[x092]

What I find interesting is that this article is very recent, however the calculations on Crypto are not up to date. MtProto has had some big changes some time ago already:

- SHA-256 is used instead of SHA-1;

- Padding bytes are involved in the computation of msg_key;

- msg_key depends not only on the message to be encrypted, but on a portion of auth_key as well;

- 12..1024 padding bytes are used instead of 0..15 padding bytes in v.1.0.

See https://core.telegram.org/mtproto/description

[Fnoord]

None of these changes are big enough; it is still homebrew crypto. If there's issues with cryptography standards you can be sure your OS (such as your Linux distribution) lost CIA in one way or another. Whereas with MTProto, if that is broken, only your Telegram chats lose CIA. Which raises the question why not use standards?

[x092]

They were, actually. MtProto v2 satisfies IND-CCA now as opposed to what the blog post claims: https://core.telegram.org/techfaq#what-about-ind-cca

[raverbashing]

So Signal and others are not "homebrew crypto"?

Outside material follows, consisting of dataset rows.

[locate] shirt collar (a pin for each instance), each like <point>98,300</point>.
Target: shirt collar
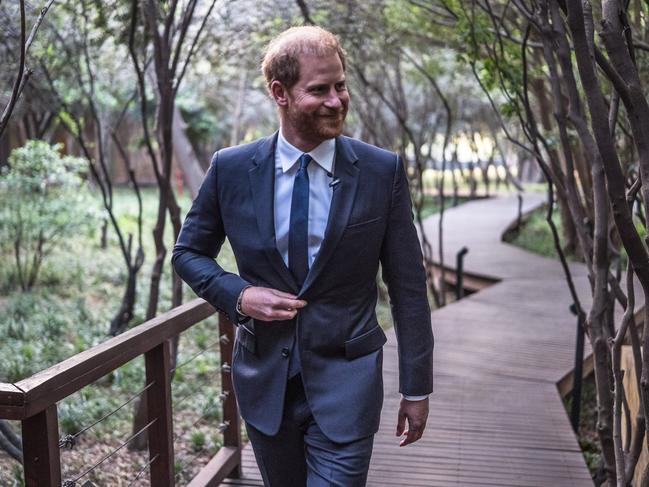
<point>323,154</point>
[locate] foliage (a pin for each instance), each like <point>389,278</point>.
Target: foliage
<point>43,202</point>
<point>535,235</point>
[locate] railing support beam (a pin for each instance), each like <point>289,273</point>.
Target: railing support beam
<point>42,464</point>
<point>232,433</point>
<point>161,450</point>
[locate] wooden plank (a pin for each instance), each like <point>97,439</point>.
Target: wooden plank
<point>219,467</point>
<point>61,380</point>
<point>12,401</point>
<point>496,414</point>
<point>42,464</point>
<point>160,432</point>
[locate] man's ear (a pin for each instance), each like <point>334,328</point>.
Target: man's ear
<point>279,93</point>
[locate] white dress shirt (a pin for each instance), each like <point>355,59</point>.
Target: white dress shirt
<point>320,172</point>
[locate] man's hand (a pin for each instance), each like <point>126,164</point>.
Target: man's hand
<point>416,412</point>
<point>266,304</point>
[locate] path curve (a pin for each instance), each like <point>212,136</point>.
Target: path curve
<point>496,415</point>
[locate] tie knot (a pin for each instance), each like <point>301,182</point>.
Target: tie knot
<point>305,159</point>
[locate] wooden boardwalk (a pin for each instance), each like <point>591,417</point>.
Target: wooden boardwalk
<point>496,415</point>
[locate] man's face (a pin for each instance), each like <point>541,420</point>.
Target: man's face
<point>316,106</point>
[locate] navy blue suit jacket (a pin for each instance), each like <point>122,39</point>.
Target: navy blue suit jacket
<point>339,339</point>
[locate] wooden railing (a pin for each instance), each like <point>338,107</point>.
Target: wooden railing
<point>33,401</point>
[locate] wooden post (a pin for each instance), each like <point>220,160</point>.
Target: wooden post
<point>41,449</point>
<point>158,365</point>
<point>232,433</point>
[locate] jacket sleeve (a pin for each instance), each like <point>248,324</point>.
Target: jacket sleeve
<point>403,272</point>
<point>198,245</point>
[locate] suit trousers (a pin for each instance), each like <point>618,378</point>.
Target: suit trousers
<point>300,455</point>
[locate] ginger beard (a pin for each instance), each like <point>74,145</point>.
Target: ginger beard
<point>314,109</point>
<point>319,125</point>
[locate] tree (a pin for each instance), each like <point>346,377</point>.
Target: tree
<point>42,203</point>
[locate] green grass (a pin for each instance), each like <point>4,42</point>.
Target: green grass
<point>69,310</point>
<point>535,235</point>
<point>587,431</point>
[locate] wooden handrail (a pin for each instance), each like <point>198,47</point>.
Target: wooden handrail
<point>34,400</point>
<point>36,393</point>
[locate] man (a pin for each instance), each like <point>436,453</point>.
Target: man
<point>309,214</point>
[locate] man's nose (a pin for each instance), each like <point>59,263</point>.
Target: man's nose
<point>333,99</point>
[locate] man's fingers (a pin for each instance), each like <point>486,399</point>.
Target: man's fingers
<point>283,294</point>
<point>413,434</point>
<point>401,424</point>
<point>289,304</point>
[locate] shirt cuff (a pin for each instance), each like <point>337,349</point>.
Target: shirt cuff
<point>414,398</point>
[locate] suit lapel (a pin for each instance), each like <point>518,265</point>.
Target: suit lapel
<point>342,202</point>
<point>262,186</point>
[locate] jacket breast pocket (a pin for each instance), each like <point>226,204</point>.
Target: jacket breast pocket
<point>362,224</point>
<point>247,339</point>
<point>368,342</point>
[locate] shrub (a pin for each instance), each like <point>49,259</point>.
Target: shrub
<point>43,202</point>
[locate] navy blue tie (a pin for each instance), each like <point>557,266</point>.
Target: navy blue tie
<point>298,233</point>
<point>298,242</point>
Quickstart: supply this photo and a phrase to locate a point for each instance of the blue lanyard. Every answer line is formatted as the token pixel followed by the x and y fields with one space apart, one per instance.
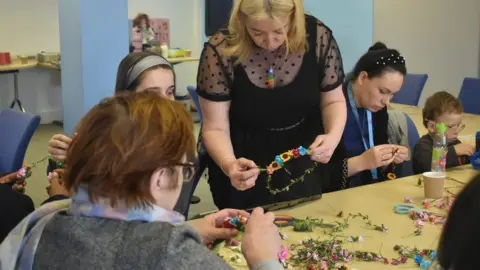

That criticism is fair a lot of times, but every higher level crypto construction is going to be unproven for a while until checked.

It's not like they were inventing their own hash function and stream cypher.

[tptacek]

Signal is the best-studied multiparty secure messaging protocol; there are academic papers that provide formal analyses. Trevor and Moxie won the Levchin Prize at Real World Crypto for Signal Protocol; the Levchin steering committee is a "Who's Who" of cryptographers, as are the other winners of the prize.

No, Signal is not "homebrew crypto".

[raverbashing]

What would be a good definition of Homebrew crypto?

Sure, if I put some primitives together (even if I had a good knowledge of how to do it) in a closed product and nobody evaluates it (and I add a label like "military security") that's Homebrew, no questions.

But all systems are born "in secret" (at least for a short while). Unless the definition involves appeal to authority.

[tptacek]

Obviously, the term is a straightforward appeal to authority.

[raverbashing]

Which is sometimes unjustly described as fallacious, though even the best can make mistakes.

[acdha]

The fact that they spent so long using SHA-1 after it’d is a red flag for their hand-rolled crypto. They had no legacy install base but were deploying new services while the rest of the industry was deprecating it – even the U.S. federal government was ahead on that.